You know what I meant: How can we have confidence that this implementation of RAR is functionally identical to what it's based on? What would give me the confidence to use it in a critical piece of infrastructure?
Because it's a defined format there can be binary exact comparisons between the input and output files - we already have an oracle in the form of proper RAR format software, so if they are identical, you don't need to look further for that specific case.
You can see a version of this that I did quite similarly, for postgresql wire format, here: https://github.com/pgdogdev/pgdog/tree/main/integration/sql
It validates that sql with the same setup, teardown, and test results in perfectly exact compatibility between raw postgresql as the control and various configurations of PgDog, with both the text format and binary format, so ultimately a 6-way multivariate test that should always result in binary-exact results.

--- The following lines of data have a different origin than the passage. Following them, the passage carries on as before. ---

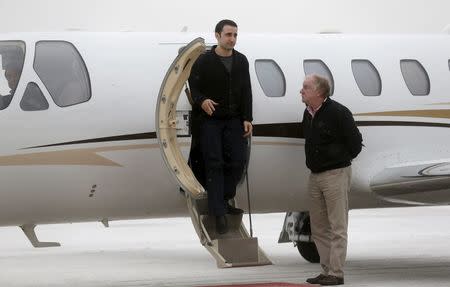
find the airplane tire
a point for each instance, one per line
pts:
(308, 251)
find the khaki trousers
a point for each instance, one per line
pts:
(328, 192)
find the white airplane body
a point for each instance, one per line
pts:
(100, 159)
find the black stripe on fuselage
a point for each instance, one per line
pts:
(277, 130)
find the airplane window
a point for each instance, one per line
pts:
(415, 76)
(320, 68)
(270, 77)
(12, 57)
(63, 72)
(367, 77)
(33, 99)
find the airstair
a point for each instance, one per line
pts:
(236, 247)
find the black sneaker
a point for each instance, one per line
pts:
(331, 280)
(233, 210)
(315, 280)
(221, 224)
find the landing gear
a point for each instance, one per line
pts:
(308, 250)
(297, 229)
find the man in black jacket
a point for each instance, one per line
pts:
(221, 91)
(332, 141)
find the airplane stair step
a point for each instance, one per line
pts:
(235, 248)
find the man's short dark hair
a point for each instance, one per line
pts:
(222, 23)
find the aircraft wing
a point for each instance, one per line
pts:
(418, 182)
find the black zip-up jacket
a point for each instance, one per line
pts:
(332, 138)
(210, 79)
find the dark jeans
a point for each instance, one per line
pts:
(223, 149)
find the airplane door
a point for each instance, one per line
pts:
(166, 122)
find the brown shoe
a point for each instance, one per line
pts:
(330, 280)
(315, 280)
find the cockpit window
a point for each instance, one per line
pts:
(33, 99)
(63, 72)
(367, 77)
(12, 56)
(415, 76)
(270, 77)
(320, 68)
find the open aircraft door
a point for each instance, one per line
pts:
(236, 247)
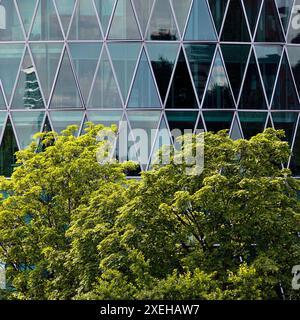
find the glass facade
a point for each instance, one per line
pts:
(185, 64)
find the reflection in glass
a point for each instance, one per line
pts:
(235, 26)
(200, 25)
(124, 58)
(269, 27)
(218, 94)
(163, 56)
(144, 94)
(65, 94)
(85, 25)
(46, 25)
(162, 24)
(268, 59)
(252, 96)
(235, 58)
(85, 58)
(105, 92)
(124, 25)
(182, 93)
(27, 124)
(285, 96)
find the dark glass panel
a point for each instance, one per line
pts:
(286, 121)
(46, 25)
(252, 96)
(124, 25)
(252, 123)
(269, 27)
(285, 97)
(85, 24)
(181, 8)
(218, 120)
(268, 59)
(8, 149)
(294, 29)
(218, 9)
(143, 9)
(218, 94)
(27, 93)
(294, 57)
(285, 9)
(182, 93)
(235, 26)
(200, 58)
(162, 24)
(144, 93)
(163, 56)
(235, 58)
(252, 9)
(200, 25)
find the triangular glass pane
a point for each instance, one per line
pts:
(85, 58)
(105, 92)
(294, 29)
(181, 9)
(46, 58)
(294, 57)
(218, 10)
(124, 58)
(144, 94)
(62, 119)
(252, 9)
(162, 140)
(107, 118)
(218, 93)
(235, 58)
(182, 95)
(27, 94)
(200, 58)
(235, 26)
(26, 9)
(163, 57)
(252, 123)
(27, 124)
(10, 25)
(295, 160)
(8, 149)
(285, 96)
(124, 25)
(104, 9)
(218, 120)
(46, 24)
(65, 9)
(236, 132)
(144, 125)
(143, 9)
(65, 94)
(269, 27)
(2, 101)
(162, 24)
(10, 60)
(286, 121)
(285, 8)
(85, 24)
(268, 59)
(252, 96)
(200, 25)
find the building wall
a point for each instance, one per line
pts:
(187, 64)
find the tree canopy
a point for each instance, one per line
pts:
(73, 229)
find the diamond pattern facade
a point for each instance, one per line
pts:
(194, 64)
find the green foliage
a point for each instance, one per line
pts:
(74, 229)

You also know what I meant, since I spelled it out in more detail a comment later. But even though you're being facetious, yes, that really is the case. If it works it works. That's the bar for the vast, vast majority of software, and has been since forever. Demonstrated practical correctness. If you stumble into a bug, you log it as a defect and then either wait for a fix or fix it yourself depending. That's all that regular people ever have. In the case of this project, this was achieved via fuzz testing.
It's literally no different to e.g. validating the NTFS driver that ships in the Linux kernel, or validating any other (re)implementation of anything. You just do a bunch of empirical testing and hope for the best. It is also why reimplementations always lag behind, which I'm not suggesting is not a real concern (or that defects wouldn't be). It's just not a gotcha.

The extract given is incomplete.